Ray Brooks is fond of Britain’s oldest cinema: the Duke Of York’s, in Preston Circus. «Being under-age for some of the films, meant you’d often had to ask queuing patrons if they’d take you in. Or else try to creep in unnoticed»
Ray Brooks has no doubts about what his favourite cinema is: «It is also Britain’s oldest: the Duke Of York’s in Preston Circus, Brighton. My earliest memory of it being when my aunt took me there to see Dumbo. Because of the really long queues, we couldn’t get in and I remember being so upset».
Cinema is in the family
My dad had been General Manager of the Savoy cinema (ABC) in East Street, Brighton – now a casino. My granddad was once doorman at the Regent, one of PCT’s first super-cinemas, in nearby Queen’s Road, where Boots now stands.
It’s also a small world as, funnily enough, I only recently discovered that a school friend of mine – Peter Walker. He began there as a projectionist, had later bought the place. The same Peter Walker who’d offered me my first film role for £600.

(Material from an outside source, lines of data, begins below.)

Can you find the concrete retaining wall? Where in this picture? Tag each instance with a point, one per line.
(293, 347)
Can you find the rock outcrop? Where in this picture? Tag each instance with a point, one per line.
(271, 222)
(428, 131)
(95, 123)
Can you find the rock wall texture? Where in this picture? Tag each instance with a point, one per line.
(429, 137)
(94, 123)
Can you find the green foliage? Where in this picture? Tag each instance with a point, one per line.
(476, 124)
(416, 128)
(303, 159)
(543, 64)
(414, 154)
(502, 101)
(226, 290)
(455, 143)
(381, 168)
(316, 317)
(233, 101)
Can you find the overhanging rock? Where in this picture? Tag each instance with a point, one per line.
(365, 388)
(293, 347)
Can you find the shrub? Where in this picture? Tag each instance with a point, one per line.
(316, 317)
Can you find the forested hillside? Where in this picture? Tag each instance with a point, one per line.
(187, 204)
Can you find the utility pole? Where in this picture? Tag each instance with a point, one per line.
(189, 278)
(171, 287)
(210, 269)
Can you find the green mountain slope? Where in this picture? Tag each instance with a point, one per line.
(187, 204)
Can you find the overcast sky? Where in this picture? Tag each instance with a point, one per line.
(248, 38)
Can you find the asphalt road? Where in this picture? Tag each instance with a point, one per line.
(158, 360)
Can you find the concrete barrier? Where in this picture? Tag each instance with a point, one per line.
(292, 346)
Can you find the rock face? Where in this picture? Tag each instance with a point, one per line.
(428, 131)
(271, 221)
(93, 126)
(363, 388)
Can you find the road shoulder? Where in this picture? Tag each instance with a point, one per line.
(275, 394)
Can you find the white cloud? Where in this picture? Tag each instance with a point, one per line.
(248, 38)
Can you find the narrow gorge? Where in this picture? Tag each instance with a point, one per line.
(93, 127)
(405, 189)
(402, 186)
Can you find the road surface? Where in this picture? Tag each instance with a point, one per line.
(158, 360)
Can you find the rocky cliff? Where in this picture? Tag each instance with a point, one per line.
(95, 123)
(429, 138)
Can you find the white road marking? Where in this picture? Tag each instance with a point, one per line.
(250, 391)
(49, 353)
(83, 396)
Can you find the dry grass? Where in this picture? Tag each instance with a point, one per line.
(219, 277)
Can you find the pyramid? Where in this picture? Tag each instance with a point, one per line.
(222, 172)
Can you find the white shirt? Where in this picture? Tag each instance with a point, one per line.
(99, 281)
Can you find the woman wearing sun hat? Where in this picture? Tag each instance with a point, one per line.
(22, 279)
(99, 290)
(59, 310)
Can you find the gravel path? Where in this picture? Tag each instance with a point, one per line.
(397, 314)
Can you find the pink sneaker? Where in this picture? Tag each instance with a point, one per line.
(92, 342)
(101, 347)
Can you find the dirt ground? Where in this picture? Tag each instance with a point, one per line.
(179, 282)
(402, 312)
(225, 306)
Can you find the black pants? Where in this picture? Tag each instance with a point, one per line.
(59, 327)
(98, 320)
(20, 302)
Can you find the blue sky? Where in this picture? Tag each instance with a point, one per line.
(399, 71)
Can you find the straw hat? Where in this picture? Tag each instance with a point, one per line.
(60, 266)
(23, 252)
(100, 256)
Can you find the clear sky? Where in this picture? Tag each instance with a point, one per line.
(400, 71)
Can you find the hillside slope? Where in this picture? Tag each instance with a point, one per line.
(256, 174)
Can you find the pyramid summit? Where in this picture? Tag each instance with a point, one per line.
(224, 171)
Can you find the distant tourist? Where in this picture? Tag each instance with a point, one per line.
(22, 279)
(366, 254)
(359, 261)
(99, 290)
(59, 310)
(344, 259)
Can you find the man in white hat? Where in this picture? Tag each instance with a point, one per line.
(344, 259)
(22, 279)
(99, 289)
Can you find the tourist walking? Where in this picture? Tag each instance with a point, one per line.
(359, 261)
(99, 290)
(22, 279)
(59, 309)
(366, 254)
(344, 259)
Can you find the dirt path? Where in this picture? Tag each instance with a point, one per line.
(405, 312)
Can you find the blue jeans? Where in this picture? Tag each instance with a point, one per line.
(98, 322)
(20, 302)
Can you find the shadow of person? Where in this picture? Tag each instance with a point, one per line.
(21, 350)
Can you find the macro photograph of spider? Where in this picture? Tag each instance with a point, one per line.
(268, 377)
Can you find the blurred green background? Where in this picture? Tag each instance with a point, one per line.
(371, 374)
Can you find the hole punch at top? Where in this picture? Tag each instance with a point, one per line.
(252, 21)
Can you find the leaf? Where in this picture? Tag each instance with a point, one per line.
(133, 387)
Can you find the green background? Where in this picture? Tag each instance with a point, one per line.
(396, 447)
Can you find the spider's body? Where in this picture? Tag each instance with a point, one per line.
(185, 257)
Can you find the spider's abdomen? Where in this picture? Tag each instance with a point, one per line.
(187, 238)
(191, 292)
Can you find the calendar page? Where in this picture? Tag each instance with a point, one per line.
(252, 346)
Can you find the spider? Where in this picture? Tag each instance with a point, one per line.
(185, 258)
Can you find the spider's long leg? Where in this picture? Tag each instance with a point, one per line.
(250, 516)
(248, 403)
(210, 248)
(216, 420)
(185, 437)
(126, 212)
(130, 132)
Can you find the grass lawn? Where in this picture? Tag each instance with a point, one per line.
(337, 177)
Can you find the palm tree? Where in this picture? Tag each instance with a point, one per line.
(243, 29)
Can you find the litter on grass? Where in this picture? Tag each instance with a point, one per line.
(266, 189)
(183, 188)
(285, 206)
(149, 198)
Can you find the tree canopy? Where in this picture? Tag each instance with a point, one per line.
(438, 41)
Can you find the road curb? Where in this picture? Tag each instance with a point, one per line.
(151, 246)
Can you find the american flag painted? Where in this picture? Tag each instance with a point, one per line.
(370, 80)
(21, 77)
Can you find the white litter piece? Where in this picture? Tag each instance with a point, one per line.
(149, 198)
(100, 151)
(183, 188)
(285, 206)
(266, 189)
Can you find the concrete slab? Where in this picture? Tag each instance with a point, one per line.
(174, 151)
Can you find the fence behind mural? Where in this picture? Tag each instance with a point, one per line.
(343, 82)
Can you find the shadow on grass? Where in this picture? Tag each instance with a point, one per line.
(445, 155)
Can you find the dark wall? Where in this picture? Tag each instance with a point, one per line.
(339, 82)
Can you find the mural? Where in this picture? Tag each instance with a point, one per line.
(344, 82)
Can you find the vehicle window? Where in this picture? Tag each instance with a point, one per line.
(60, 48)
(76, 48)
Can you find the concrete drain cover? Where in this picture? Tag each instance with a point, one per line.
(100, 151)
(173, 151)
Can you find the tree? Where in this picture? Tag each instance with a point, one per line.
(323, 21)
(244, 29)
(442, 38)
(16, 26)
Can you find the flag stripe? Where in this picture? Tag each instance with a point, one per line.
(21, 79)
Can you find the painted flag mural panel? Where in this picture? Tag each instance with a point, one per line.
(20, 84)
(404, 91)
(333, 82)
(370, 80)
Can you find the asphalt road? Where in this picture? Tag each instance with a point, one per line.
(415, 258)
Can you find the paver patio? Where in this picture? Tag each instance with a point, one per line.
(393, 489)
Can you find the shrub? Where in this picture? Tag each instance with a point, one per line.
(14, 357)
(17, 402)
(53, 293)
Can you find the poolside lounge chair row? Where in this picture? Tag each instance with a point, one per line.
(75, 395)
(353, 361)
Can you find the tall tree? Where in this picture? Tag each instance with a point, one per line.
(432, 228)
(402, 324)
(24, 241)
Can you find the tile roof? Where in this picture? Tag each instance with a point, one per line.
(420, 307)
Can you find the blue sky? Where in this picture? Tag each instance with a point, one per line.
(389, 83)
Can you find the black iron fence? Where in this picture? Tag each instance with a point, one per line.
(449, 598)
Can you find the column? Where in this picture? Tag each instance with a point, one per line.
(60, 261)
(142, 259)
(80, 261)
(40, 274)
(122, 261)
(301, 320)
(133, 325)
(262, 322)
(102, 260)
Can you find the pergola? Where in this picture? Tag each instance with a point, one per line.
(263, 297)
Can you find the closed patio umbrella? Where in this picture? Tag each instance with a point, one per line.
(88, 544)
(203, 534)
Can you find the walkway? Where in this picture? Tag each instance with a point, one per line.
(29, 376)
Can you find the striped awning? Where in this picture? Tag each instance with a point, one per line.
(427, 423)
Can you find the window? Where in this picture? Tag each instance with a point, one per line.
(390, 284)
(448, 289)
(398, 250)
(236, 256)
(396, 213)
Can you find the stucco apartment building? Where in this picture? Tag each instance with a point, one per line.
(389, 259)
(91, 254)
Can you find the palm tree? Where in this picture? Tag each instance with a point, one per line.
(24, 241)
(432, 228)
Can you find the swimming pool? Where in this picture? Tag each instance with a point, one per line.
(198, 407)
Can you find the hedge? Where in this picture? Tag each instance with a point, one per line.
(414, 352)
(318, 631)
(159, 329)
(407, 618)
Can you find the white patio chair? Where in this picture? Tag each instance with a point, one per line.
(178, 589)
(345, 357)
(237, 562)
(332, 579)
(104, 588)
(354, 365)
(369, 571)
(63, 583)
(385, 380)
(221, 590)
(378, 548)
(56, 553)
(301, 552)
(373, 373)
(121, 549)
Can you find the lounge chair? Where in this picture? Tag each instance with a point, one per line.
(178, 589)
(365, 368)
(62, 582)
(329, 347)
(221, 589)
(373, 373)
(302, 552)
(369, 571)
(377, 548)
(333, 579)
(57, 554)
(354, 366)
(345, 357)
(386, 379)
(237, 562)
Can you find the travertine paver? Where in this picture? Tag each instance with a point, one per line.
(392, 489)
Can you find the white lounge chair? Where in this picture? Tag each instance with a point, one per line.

The Duke Of York’s is a lovely old brick building, and, architecturally, is so very well put-together. I remember that, instead of buying a cinema ticket, you’d be given a brass tag. Then the usher would drop it down into a tube and you’d hear it go ‘clink-clank’ as it fell to the bottom.
The cinema also has a certain dusty/cobwebby charm. It used to put me in mind of the film: The Smallest Show On Earth – the sort of place where, when you open the auditorium door, the whole screen lights up! There was a sense of fascination with this cinema, too. Being under-age for some of the films, meant you’d often had to ask queuing patrons if they’d take you in. Or else try to creep in unnoticed.
But I also liked the Duke Of York’s because it used to show what I call ‘Continental’ programming. Films like Wages Of Fear, that you just wouldn’t get to see anywhere else.